Moreover, Wheeler drew a stark contrast between his "participatory universe" proposal and popular multiverse ("ensemble of universes") conceptions in World as system self-synthesized by quantum networking (1988). The subsection is characteristically titled: No ensemble, no factory for making universes. Observer participancy the whole source of the "out there" plus life, mind, communication:

"Those constants must have nearly the values they do, Robert H. Dicke, Brandon Carter, and others point out, if life is ever to be possible—not merely life as we know it, but life of almost any conceivable form. This observation has led some investigators to the idea of an ensemble of universes, one differing from another in the values of the dimensionless constants... There operates on such an ensemble of universes, Charles Pantin argued in 1951, something "analogous to the principle of Natural Selection, that only in certain Universes, which happen to include ours, are the conditions suitable for the existence of life, and unless that condition is fulfilled there will be no observers to note the fact"...

The contrast between the two views could hardly be greater: selection-from-an-ensemble and observer participancy. The one not only adopts the concept of universe, and this universe as machine, it also has to postulate, explicitly or implicitly, a supermachine, a scheme, a device, a miracle, which will turn out universes in infinite variety and infinite number. The other takes as foundation notion a higgledy-piggledy multitude of existences, each characterized, directly or indirectly, by the soliciting and receiving of answers to yes-no questions, and linked by exchange of information."

Does this mean that Wheeler's self-synthesized worlds can not be subsumed under some sort of "multiverse" in a vague sense? He does not use the language but emphasizes and repeats constantly that the synthesis depends on multiple choices made by the "multitude of existences", the observers. These choices determine not just the present but even the past, since it only exists to the extent that there is information about it in the present. And that information depends on the choice of questions to be asked.

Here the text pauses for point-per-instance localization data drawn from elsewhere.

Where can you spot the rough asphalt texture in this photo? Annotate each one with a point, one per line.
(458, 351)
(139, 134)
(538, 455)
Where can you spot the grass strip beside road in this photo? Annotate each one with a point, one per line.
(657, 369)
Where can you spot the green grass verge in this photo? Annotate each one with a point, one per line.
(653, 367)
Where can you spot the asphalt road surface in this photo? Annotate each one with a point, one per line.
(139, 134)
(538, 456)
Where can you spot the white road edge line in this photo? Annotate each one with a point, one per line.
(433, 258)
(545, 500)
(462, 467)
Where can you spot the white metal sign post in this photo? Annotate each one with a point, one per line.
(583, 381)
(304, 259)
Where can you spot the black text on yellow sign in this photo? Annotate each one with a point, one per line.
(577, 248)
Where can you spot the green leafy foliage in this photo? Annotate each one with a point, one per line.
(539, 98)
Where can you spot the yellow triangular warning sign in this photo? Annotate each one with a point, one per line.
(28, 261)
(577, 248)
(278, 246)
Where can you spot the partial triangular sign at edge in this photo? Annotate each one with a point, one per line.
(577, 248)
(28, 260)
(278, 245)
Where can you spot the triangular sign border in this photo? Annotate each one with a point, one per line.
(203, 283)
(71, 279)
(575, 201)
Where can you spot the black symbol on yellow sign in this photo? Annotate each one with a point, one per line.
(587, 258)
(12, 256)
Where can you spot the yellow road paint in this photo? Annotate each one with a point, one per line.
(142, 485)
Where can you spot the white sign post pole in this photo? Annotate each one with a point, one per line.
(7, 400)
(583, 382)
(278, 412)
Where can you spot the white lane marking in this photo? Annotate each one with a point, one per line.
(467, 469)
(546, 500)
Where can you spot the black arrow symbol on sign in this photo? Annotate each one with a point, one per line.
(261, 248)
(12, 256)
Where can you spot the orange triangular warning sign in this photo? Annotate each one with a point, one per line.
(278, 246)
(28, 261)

Moreover, Wheeler's "law without law" slogan means that not just the past (initial conditions) but even the physical laws themselves are ultimately the result of those choices. Different choices, different answers, different worlds. This idea was later termed "It from Bit" (1989). The first OP quote refers to this picture, not to (what Wheeler called) "ensemble of universes". But one is free to call it the "multiverse" of observer created worlds if one so wishes. In Bohr’s “Phenomenon” and “Law Without Law” (1985) we read:

"So far as we can see today, the laws of physics cannot have existed from everlasting to everlasting. They must have come into being at the big bang. There were no gears and pinions,no Swiss watchmakers to put things together, not even a pre-existing plan. If this assessment is correct, every law of physics must be at bottom like the second law of thermodynamics, higgledy-piggledy in character, based on blind chance, insofar as it is not mere mathematical identity.

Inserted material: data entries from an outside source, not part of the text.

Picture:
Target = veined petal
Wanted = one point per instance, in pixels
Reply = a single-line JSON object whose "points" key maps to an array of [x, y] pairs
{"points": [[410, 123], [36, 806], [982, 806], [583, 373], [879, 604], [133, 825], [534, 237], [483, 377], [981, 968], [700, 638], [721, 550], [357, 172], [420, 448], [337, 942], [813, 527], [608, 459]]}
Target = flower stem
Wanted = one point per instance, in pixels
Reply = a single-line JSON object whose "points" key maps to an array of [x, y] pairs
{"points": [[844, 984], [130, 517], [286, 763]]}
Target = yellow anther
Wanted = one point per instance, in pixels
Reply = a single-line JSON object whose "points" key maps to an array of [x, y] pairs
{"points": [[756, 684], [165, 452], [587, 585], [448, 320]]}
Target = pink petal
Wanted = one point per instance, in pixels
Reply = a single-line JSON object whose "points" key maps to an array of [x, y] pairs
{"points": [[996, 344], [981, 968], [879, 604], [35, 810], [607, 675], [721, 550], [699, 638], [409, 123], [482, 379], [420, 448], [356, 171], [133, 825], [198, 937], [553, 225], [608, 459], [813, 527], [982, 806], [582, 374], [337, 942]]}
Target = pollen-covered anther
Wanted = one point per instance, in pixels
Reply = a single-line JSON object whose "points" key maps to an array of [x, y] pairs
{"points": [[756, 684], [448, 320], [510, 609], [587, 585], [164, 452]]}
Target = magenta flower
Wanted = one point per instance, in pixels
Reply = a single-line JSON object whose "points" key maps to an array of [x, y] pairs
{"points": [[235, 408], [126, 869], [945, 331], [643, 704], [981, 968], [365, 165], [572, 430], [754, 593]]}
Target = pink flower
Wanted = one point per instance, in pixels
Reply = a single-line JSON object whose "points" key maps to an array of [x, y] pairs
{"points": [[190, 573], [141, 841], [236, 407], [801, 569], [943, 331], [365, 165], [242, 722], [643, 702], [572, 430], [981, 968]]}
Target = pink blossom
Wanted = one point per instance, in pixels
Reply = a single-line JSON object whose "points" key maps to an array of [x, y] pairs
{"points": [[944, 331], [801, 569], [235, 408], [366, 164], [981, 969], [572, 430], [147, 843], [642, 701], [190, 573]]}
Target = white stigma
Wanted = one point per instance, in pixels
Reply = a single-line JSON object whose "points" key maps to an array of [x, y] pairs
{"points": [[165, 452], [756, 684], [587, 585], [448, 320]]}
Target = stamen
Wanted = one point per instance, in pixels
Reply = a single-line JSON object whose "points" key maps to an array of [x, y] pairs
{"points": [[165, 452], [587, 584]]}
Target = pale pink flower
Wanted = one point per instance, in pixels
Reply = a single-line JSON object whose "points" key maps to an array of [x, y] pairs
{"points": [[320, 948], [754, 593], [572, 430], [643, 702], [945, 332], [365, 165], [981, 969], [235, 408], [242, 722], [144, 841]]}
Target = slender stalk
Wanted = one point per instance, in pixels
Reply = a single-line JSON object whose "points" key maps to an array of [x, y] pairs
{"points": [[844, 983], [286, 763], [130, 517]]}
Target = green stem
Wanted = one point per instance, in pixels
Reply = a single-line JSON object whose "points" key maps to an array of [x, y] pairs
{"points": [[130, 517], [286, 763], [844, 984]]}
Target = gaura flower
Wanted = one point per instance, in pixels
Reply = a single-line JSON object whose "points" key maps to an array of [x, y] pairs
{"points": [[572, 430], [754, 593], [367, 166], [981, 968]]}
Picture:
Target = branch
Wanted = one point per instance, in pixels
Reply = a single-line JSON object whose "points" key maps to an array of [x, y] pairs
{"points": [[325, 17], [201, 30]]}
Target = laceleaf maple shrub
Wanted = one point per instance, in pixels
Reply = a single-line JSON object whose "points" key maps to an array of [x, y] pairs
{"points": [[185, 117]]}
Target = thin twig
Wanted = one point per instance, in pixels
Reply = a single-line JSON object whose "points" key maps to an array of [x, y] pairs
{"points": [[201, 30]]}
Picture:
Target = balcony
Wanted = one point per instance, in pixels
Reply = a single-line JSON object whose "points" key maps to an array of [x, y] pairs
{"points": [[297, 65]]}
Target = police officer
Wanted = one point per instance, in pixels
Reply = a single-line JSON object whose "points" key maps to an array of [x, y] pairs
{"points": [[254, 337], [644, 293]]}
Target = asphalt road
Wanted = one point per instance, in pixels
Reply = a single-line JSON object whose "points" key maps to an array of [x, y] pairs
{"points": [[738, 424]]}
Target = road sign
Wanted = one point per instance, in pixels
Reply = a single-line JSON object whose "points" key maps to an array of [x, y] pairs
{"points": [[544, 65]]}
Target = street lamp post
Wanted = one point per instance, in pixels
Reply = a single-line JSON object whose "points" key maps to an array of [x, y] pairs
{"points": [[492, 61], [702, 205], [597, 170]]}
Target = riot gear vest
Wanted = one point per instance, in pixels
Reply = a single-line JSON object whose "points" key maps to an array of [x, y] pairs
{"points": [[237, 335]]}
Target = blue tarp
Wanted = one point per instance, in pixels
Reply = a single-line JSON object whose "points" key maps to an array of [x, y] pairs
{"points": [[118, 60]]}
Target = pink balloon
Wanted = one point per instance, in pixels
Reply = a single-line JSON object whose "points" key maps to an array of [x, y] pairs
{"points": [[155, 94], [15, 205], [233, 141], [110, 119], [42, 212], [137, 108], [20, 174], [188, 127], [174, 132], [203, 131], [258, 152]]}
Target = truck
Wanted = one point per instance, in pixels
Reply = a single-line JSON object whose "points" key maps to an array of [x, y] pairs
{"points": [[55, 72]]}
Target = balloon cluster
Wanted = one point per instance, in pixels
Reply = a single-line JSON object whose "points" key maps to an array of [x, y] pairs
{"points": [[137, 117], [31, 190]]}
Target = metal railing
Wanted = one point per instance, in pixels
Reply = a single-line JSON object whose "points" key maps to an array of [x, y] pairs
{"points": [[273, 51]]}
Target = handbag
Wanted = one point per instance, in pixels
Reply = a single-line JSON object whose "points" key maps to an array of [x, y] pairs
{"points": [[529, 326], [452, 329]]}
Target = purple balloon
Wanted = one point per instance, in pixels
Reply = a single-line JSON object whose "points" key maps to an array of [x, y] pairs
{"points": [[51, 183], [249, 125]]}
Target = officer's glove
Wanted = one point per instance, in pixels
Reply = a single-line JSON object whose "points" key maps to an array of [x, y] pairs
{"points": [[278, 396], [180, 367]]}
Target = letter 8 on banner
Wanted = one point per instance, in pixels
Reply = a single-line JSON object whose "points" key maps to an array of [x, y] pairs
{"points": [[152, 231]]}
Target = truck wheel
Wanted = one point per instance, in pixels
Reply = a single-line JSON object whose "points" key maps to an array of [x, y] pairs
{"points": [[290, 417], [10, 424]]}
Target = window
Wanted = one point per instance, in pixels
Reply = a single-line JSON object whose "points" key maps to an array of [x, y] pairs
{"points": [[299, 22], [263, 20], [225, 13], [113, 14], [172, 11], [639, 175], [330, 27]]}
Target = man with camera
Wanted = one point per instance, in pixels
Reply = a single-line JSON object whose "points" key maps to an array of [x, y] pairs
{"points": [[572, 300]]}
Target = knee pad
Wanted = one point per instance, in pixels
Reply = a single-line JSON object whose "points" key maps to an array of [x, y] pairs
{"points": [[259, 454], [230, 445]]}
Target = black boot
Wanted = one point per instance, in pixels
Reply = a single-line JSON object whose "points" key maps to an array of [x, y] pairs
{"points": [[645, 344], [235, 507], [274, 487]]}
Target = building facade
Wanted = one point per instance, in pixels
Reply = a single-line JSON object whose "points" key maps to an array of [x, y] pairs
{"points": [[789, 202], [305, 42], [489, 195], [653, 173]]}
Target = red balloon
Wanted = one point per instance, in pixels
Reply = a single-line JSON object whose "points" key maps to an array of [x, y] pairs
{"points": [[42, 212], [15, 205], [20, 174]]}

[...] The elementary quantum phenomenon has much of the character of an elementary act of creation. The phenomenon that we call "a photon from a distant quasar" reaches into the present from billions of years in the past. It is wrong to think of that past as "already existing" in all detail. The "past" is theory. The past has no existence except as it is recorded in the present. By deciding what questions our quantum registering equipment shall put in the present, we have an undeniable choice in what we have the right to say about the past."